PESHAWAR (Reuters) -- A car bomb has killed at least 20 people and wounded scores in the northwestern Pakistani city of Peshawar, officials said.
The blast occurred near an assembly hall of minority Shi'ite Muslims in a crowded part of the city on December 5. One building collapsed in flames and several others were badly damaged and on fire.
"It shook the entire area like an earthquake," said resident Rahim Gul as he tried to remove rubble with his bare hands. "It was a huge and terrible explosion. As we reached here it was all burning. There was rubble all around."
Khizar Hayat, the chief doctor at the city's main government hospital, said at least 20 people had been killed and 50 wounded, 20 of them seriously.
He appealed to townspeople to donate blood for the wounded.
The blast was caused by an explosives-laden car parked near the assembly hall.

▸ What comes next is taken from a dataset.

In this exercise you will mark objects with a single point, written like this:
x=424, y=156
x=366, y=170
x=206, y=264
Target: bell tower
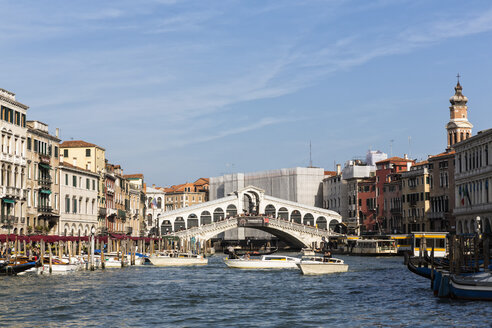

Police said it was not clear whether the explosives were detonated by a suicide bomber or by remote control.
The blast knocked out power supplies in the street, and rescue workers were hampered by a throng of angry and wailing people.
Northwest Frontier Province police chief Malik Naveed Khan said the bomb contained 20-25 kilograms of explosives.
Sunni Muslim militant groups have launched several gun and bomb attacks on minority Shi'ites in the northwest in recent weeks in worsening sectarian violence.
Earier in the day, a suicide car bomb killed at least six people in an attack apparently aimed at Shi'ites in the Orakzai ethnic Pashtun tribal region, also in northwest Pakistan.
The bomber drove towards the scene of a tribal council meeting, or jirga, called by Shi'ite Muslims to settle a dispute with majority Sunni Muslims.
"The bomber tried to drive into a market in a Shi'ite neighbourhood where the meeting was taking place but blew up his car when police tried to stop him at a checkpoint," said an intelligence agency official who declined to be identified.
A government official said seven people had been killed in the attack in Kalaya, the main town in Orakzai, while resident Mohammad Hanif said he had seen six bodies at the scene.
"Some of them were policemen," Hanif said by telephone.
Thousands of people have been killed in tit-for-tat sectarian violence going back to the 1980s.
The majority of Pakistan's Muslims are Sunni but around 15 percent of the nation of 170 million people are Shi'a.
Sectarian violence has flared in northwest Pakistan over the past year, mostly in the Kurram region on the Afghan border.
Security analysts say al Qaeda and Taliban militants, who are Sunnis and are bitterly opposed to Shi'ites, have stirred up sectarian strife as they expand their influence through the northwest.